There’s not much to say about early releases by Manchester’s Inca Babies beyond noting that the band makes every conceivable effort to be the Birthday Party. Each member emulates his BP counterpart, but the Inca Babies lack the original’s power and completely miss the dark humor. Even the song titles on the early records have a familiar ring: “16 Tons of Fink,” “Cactus Mouth Informer,” “Luecotomy Meat Boss.” Real tribute-band stuff.
Adding a member for Opium Den, Inca Babies toned down the Birthday Party-isms and enhanced their presentation with raw psychedelia and some dirty (if dilettantish) country-blues. Lead singer Harry S combines his Nick Cave imitation with a gratuitous and phony southern accent (the American South, that is). Still, Opium Den shows that the band is capable of producing work with its own signature, or at least drawing from more than one influence. (But the inclusion of lyrics is an ill-advised move.)
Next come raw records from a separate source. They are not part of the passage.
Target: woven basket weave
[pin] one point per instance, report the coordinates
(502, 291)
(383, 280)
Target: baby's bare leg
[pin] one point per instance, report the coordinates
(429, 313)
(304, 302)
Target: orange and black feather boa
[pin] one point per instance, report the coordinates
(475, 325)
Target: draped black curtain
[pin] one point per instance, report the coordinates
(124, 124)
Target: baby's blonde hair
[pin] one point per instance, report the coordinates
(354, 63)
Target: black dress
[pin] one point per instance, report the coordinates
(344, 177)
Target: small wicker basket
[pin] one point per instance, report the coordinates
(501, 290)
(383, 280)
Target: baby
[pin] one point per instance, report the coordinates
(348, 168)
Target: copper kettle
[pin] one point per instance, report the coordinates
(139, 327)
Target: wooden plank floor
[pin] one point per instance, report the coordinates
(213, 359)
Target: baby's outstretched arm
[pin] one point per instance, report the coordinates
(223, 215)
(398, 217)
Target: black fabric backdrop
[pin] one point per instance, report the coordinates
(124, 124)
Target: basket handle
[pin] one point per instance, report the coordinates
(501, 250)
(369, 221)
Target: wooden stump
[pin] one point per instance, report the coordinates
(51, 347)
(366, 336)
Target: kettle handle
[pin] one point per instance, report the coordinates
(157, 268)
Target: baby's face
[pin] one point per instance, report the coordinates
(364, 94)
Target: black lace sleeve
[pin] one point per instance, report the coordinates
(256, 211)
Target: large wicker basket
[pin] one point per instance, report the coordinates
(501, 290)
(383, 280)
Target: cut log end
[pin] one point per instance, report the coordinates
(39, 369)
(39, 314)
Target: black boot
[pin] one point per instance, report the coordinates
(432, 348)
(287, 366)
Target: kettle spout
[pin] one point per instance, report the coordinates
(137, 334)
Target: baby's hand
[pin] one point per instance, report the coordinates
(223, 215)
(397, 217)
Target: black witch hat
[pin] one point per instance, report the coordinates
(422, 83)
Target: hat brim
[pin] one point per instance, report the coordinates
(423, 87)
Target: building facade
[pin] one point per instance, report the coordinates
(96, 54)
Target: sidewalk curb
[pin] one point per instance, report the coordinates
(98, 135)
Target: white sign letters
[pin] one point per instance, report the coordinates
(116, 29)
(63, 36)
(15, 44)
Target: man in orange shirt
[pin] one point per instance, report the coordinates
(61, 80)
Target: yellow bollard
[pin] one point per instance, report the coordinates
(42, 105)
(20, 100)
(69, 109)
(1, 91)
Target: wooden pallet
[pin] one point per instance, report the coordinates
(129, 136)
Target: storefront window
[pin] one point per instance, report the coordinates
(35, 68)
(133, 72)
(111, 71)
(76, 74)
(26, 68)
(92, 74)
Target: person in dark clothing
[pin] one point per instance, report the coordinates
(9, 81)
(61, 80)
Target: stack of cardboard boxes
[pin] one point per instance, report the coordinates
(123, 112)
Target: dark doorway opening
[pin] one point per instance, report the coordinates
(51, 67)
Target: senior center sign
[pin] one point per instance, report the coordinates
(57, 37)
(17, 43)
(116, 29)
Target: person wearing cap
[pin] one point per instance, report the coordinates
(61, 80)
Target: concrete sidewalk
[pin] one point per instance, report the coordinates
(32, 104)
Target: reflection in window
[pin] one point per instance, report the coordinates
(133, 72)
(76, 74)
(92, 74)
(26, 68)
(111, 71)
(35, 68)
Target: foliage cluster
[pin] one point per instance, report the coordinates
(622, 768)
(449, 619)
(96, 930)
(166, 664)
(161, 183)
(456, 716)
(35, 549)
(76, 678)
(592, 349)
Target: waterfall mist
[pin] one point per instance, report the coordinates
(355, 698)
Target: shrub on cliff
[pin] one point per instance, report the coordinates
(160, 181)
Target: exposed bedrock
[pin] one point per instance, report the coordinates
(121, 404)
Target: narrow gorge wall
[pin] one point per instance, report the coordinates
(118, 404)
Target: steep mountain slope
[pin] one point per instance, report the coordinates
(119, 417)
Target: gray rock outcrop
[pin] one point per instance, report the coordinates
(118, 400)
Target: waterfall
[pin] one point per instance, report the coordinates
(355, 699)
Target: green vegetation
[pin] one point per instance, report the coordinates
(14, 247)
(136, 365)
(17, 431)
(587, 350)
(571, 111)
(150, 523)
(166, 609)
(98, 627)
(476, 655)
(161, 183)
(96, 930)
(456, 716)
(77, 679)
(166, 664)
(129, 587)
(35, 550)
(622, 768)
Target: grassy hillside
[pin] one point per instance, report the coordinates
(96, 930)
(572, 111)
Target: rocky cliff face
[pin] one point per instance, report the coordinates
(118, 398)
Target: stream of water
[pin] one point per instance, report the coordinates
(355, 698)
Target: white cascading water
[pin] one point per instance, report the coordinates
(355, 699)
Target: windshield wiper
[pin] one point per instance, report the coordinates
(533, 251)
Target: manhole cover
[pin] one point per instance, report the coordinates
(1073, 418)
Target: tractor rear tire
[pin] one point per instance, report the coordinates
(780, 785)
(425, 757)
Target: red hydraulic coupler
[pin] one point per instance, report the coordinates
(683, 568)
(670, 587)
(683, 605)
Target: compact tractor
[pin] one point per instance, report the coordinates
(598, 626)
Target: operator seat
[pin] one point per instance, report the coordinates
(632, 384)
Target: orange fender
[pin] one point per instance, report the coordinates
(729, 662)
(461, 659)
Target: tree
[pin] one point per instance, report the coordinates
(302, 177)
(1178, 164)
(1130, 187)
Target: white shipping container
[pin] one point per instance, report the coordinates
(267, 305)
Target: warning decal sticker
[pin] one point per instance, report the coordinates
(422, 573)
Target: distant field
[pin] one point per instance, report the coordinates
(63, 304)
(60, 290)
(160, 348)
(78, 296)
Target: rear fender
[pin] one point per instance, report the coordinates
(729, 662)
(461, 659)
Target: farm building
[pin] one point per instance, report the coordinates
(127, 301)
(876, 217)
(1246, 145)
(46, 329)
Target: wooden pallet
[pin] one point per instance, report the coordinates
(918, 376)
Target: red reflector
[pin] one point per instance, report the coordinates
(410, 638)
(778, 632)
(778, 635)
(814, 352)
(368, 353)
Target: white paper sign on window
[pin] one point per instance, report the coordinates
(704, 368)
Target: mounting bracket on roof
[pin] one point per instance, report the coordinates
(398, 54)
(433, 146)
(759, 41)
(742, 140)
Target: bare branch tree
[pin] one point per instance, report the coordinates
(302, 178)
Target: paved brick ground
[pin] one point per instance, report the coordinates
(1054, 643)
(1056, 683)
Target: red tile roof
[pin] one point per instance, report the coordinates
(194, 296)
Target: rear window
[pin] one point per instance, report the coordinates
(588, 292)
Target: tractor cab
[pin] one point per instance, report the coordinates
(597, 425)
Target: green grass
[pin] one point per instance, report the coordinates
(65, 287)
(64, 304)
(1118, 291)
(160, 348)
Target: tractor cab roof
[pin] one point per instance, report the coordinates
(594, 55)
The next year, the Babies came up with Evil Hour, a solid piece of work following in its predecessor’s style. They’re not re-inventing the wheel here, but they have developed into their own band. Although tempos occasionally approach hardcore velocity on Side Two (usually at the expense of hooks), there are actually melodies you might find yourself humming later on, lots of nifty organ washes (courtesy of Clint Boon of Inspiral Carpets) and really nice clear-but-raw sound.